Hätte noch einer von euch ne Idee wie ich die Videos in möglichst hoher Qualität und möglichst wenig Schritten in ein vernünftiges Web-Video-Format bekomme?


----------



## deepthroat (17. Oktober 2011)

Hi.

AVI ist ein Kontainerformat. Wäre erstmal die Frage was für Streams enthalten sind und in welcher Kodierung?

Dann gibt es eine ganze Reihe unterschiedlicher "SWF" Formate: http://en.wikipedia.org/wiki/Flash_Video#File_formats

Das beste wäre du würdest F4V verwenden (H.264 + MP3 | AAC | HE-AAC).

Gruß


----------



## javaDeveloper2011 (17. Oktober 2011)

Hallo,



> AVI ist ein Kontainerformat. Wäre erstmal die Frage was für Streams enthalten sind und in welcher Kodierung?


Müsste im Moment noch recht simpel sein: 1 x Animation ohne Ton

Also von Videoformaten hab ich echt keine Ahnung, ich dachte ganz schlicht:
- Oberstes Format in der Liste von Blender ging gut (AVI)
- Youtube funktioniert in jedem Browser / auf jeder Device
=> das verwendete Format muss fürs Web optimal geeignet sein (SWF)

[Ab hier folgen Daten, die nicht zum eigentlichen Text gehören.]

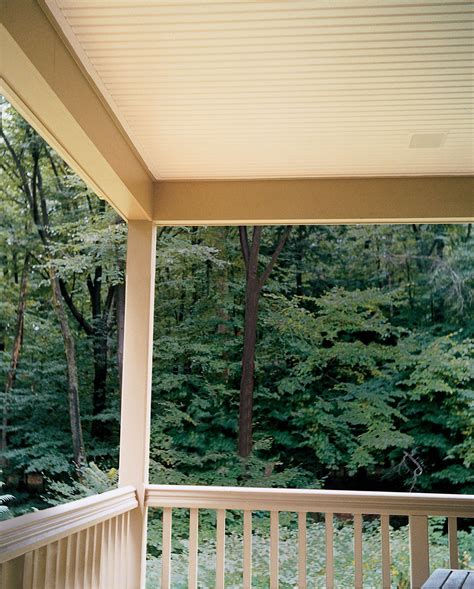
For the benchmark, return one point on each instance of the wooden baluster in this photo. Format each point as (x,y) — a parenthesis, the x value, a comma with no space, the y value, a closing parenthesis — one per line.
(80,564)
(247,550)
(117,560)
(274,549)
(70,561)
(385,541)
(220,549)
(95,570)
(453,542)
(193,548)
(60,575)
(329,525)
(166,550)
(302,582)
(86,576)
(358,576)
(419,550)
(110,553)
(127,551)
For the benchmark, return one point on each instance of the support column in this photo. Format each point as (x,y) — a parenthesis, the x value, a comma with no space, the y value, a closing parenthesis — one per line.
(136,386)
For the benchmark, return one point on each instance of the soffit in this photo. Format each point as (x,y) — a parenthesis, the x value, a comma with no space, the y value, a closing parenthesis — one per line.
(275,89)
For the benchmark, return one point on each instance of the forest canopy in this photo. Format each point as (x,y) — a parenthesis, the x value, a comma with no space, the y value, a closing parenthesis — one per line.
(363,351)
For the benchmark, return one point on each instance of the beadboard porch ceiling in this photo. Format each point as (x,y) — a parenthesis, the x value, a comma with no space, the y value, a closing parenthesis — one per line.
(283,89)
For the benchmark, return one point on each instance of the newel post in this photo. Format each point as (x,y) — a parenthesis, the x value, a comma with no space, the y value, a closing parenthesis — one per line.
(136,386)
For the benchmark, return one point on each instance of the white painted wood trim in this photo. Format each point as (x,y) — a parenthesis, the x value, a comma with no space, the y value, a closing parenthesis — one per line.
(302,550)
(220,549)
(274,549)
(453,542)
(316,501)
(419,550)
(247,556)
(385,542)
(33,530)
(193,548)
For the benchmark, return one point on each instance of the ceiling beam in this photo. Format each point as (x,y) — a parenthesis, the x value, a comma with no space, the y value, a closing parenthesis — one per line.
(44,81)
(436,199)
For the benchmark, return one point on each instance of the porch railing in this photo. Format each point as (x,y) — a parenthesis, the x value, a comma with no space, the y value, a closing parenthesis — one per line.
(418,507)
(83,544)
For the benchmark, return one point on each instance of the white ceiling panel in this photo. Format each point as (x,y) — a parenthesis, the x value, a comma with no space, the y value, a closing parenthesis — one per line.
(304,88)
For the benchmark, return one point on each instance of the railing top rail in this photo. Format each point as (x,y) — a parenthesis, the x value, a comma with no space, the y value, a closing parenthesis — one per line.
(317,501)
(33,530)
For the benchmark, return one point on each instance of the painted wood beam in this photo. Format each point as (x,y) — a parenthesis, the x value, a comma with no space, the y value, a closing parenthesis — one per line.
(433,199)
(45,82)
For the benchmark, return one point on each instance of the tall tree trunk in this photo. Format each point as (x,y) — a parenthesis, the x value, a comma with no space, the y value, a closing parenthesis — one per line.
(120,311)
(253,286)
(18,341)
(73,385)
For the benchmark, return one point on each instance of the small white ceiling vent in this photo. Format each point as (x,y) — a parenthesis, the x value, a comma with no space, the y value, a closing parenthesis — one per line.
(427,139)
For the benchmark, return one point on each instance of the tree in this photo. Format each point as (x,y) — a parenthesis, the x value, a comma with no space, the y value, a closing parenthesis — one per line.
(254,283)
(32,187)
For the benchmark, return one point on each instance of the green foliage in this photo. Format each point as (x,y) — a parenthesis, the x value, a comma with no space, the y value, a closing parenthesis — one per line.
(92,482)
(364,364)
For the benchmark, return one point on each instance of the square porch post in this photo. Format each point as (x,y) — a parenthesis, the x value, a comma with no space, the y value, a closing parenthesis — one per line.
(136,386)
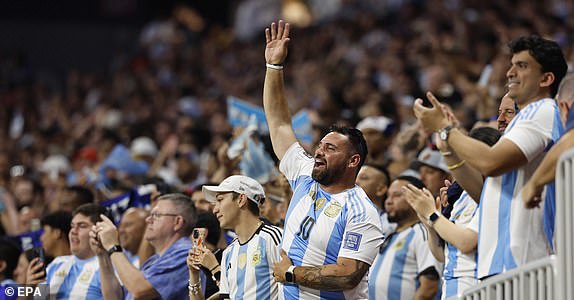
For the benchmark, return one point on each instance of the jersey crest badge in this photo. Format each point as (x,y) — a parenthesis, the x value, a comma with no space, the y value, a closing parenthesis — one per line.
(242,260)
(320,203)
(85,276)
(399,244)
(333,210)
(256,258)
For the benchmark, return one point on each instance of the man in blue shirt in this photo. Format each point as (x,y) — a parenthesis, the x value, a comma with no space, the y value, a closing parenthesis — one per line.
(169,225)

Kann ich deine Antwort so verstehen dass .f4v-Dateien besser geeignet sind als .swf-Dateien?
Auf der Suchen nach einem "AVI -> F4V"-Converter hab ich nur einen kostenpflichtigen für Windows gefunden!

Gruß


----------



## deepthroat (17. Oktober 2011)

javaDeveloper2011 hat gesagt.:


> Also von Videoformaten hab ich echt keine Ahnung, ich dachte ganz schlicht:
> - Oberstes Format in der Liste von Blender ging gut (AVI)


Nimm einfach H.264. Das kannst du mit ffmpeg in einen FLV Kontainer muxen.

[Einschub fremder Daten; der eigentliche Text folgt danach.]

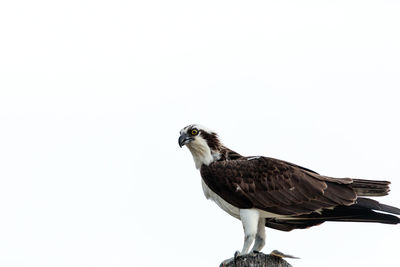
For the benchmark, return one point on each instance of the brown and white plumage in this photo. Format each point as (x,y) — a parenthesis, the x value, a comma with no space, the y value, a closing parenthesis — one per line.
(262,191)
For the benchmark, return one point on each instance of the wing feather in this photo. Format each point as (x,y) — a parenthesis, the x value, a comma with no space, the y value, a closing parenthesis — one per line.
(276,186)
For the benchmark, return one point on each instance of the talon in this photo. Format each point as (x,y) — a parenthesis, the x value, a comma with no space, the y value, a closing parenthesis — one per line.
(236,255)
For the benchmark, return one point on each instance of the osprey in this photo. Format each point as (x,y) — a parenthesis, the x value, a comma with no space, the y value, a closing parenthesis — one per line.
(267,192)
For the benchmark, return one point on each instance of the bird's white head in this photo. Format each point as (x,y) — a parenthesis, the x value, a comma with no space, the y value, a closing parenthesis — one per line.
(203,143)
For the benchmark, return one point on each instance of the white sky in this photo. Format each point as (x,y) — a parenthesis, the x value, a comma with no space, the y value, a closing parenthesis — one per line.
(93,95)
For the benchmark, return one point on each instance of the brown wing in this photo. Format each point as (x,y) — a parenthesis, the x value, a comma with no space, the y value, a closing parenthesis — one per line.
(276,186)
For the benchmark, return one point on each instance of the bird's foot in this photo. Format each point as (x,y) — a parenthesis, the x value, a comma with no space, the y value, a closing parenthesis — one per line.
(235,257)
(279,254)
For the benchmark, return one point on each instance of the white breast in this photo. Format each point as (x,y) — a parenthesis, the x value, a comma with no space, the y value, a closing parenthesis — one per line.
(230,209)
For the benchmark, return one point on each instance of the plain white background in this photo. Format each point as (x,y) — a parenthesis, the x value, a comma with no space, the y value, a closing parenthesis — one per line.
(93,95)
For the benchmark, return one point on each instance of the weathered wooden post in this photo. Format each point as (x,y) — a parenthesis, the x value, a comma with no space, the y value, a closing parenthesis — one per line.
(256,260)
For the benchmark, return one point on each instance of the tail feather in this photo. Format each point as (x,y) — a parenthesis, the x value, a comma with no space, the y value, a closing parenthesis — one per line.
(370,187)
(375,205)
(364,210)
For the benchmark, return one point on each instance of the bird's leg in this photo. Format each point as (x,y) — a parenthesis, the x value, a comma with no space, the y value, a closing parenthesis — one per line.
(260,236)
(249,218)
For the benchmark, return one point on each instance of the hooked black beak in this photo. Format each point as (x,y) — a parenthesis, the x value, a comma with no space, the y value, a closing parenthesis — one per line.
(184,139)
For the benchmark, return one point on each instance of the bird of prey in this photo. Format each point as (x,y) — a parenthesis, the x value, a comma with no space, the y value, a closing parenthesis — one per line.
(267,192)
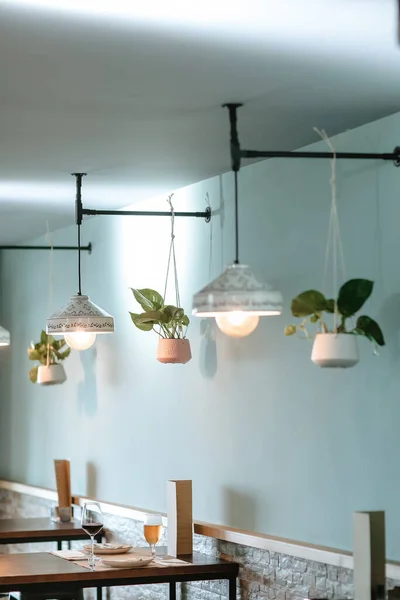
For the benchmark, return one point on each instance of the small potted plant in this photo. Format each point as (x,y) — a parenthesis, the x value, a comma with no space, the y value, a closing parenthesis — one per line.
(49,353)
(169,322)
(336,346)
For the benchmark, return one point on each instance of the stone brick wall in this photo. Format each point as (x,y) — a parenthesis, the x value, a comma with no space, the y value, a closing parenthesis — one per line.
(263,575)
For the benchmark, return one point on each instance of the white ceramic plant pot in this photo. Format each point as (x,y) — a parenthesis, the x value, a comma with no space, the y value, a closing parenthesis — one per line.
(336,350)
(51,375)
(173,351)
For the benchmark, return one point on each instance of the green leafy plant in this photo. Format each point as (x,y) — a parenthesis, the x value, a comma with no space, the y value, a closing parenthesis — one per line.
(312,305)
(47,347)
(171,320)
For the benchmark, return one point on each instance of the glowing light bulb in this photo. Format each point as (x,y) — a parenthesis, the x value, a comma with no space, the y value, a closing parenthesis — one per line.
(80,340)
(237,323)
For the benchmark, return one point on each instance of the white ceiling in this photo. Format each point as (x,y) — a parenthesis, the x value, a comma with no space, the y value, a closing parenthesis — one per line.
(130,91)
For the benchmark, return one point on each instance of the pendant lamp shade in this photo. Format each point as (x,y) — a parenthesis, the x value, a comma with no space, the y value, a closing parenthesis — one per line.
(80,315)
(237,289)
(5,339)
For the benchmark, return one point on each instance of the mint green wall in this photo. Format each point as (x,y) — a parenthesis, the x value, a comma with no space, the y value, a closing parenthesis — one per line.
(273,443)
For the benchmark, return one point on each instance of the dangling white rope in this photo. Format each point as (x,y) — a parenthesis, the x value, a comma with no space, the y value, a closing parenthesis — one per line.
(172,256)
(49,239)
(334,242)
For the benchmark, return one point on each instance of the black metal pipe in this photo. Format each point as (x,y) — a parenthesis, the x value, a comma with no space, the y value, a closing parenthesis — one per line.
(234,143)
(392,156)
(78,205)
(87,248)
(147,213)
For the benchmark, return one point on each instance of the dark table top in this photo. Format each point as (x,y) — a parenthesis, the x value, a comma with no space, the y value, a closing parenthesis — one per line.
(14,531)
(41,571)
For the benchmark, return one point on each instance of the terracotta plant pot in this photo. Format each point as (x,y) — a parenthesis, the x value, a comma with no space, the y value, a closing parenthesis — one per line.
(51,375)
(335,350)
(173,351)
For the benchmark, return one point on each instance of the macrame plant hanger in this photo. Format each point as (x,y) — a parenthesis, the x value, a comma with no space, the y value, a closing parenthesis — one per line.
(334,247)
(50,373)
(333,348)
(172,256)
(175,349)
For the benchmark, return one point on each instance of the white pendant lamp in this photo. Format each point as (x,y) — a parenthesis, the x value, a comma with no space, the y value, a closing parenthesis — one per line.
(5,339)
(237,298)
(80,320)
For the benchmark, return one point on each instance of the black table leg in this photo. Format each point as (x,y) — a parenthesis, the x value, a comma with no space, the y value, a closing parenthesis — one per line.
(232,588)
(172,590)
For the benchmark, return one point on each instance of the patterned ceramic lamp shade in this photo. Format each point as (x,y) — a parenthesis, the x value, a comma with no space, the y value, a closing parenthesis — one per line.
(80,315)
(237,289)
(4,337)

javaDeveloper2011 hat gesagt.:


> - Youtube funktioniert in jedem Browser / auf jeder Device


YouTube unterstützt z.B. folgende Formate: http://www.google.com/support/youtube/bin/answer.py?answer=55744

Die hochgeladenen Videos werden (vermutlich) wenn nötig transkodiert.

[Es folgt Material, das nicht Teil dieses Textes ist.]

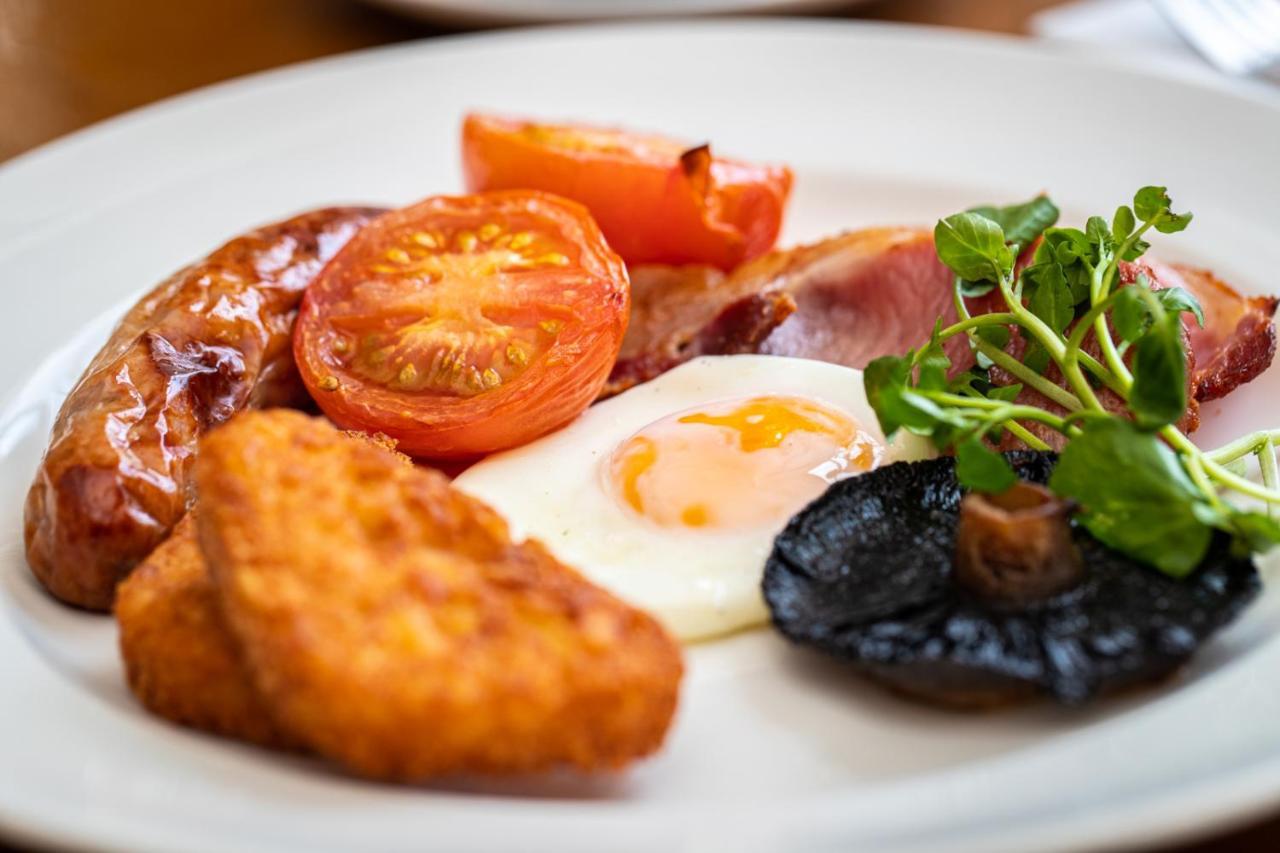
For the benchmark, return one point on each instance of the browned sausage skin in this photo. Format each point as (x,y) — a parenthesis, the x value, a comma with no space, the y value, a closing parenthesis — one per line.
(208,342)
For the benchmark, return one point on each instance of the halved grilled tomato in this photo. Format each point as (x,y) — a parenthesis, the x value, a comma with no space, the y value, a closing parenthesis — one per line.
(464,325)
(656,199)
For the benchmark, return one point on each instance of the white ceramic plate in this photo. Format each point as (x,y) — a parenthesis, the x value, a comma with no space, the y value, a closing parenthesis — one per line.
(506,12)
(773,749)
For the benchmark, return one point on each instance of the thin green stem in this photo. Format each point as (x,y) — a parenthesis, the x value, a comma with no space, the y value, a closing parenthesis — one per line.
(976,322)
(1267,465)
(958,297)
(1028,377)
(1243,446)
(1216,470)
(1196,469)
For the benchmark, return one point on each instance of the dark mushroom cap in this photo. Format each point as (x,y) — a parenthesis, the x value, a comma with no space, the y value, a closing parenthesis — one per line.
(864,573)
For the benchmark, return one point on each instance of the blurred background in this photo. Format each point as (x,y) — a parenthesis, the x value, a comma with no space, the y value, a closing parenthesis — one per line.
(69,63)
(65,64)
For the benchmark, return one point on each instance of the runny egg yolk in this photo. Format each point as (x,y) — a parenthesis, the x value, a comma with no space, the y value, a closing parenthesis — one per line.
(740,463)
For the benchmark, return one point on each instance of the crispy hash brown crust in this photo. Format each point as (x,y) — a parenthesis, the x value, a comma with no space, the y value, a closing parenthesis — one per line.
(392,625)
(178,657)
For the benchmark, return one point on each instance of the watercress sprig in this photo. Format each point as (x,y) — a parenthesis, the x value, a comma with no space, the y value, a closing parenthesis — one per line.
(1142,486)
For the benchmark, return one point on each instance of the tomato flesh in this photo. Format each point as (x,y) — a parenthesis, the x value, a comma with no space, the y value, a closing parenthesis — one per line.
(465,325)
(656,199)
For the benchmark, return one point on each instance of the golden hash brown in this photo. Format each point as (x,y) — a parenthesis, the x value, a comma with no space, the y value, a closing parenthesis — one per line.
(178,656)
(391,624)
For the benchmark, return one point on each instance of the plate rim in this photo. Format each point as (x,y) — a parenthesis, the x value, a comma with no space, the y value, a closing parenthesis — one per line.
(1237,804)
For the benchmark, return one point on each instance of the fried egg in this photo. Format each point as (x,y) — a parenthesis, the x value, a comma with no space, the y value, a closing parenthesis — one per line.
(670,495)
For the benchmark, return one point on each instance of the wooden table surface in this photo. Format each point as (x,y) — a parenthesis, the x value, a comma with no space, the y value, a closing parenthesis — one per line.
(68,63)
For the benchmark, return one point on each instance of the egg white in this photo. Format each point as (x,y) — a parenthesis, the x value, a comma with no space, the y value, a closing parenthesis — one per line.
(699,583)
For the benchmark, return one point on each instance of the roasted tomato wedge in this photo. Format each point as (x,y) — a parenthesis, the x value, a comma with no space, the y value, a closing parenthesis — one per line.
(656,199)
(464,325)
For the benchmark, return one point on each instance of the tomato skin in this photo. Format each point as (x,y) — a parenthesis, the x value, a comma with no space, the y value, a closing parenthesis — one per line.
(557,386)
(654,201)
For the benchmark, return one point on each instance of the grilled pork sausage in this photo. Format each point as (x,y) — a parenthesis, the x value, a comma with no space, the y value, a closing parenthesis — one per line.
(208,342)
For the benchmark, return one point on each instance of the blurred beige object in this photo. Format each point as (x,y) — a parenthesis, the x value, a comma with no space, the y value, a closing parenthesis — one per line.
(69,63)
(516,12)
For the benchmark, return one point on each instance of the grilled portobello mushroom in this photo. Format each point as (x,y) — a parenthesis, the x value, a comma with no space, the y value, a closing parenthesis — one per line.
(871,574)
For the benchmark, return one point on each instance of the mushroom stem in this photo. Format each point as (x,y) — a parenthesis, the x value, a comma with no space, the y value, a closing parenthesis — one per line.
(1016,547)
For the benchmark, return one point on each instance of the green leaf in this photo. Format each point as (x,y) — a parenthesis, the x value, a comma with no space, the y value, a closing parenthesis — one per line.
(1253,532)
(1155,206)
(1176,301)
(1051,299)
(973,247)
(1173,223)
(973,290)
(1078,279)
(933,361)
(1022,223)
(1159,393)
(1123,223)
(1069,245)
(1150,203)
(1136,495)
(887,382)
(982,469)
(885,379)
(1129,313)
(1100,236)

javaDeveloper2011 hat gesagt.:


> => das verwendete Format muss fürs Web optimal geeignet sein (SWF)


WebM und Ogg/Theora kann von vielen Browsern direkt (ohne Plugin) abgespielt werden.



javaDeveloper2011 hat gesagt.:


> Kann ich deine Antwort so verstehen dass .f4v-Dateien besser geeignet sind als .swf-Dateien?


Geeignet wofür? Den verlinkten Absatz hast du gelesen, ja?!

Gruß


----------



## javaDeveloper2011 (18. Oktober 2011)

Hi,

hab gerade entdeckt das es - falls "H.462" ausgewählt ist - noch den Punkt "Encoding" gibt, da ist "Flash" ein mögliches Format!
Bei den Einstellungen vom Screenshot, kommt leider immer die Fehlermeldung:
*Error initializing video stream.*

Gruß


----------



## javaDeveloper2011 (28. Oktober 2011)

Hi,

machs inzwischen auf meinem Win7-Laptop mit Free Video to Flash Converter.
Immerhin klappts so in einem Schritt und ohne Qualitätsverlust!

Bin für andere Vorschläge natürlich weiterhin dankbar,
javaDeveloper2011


----------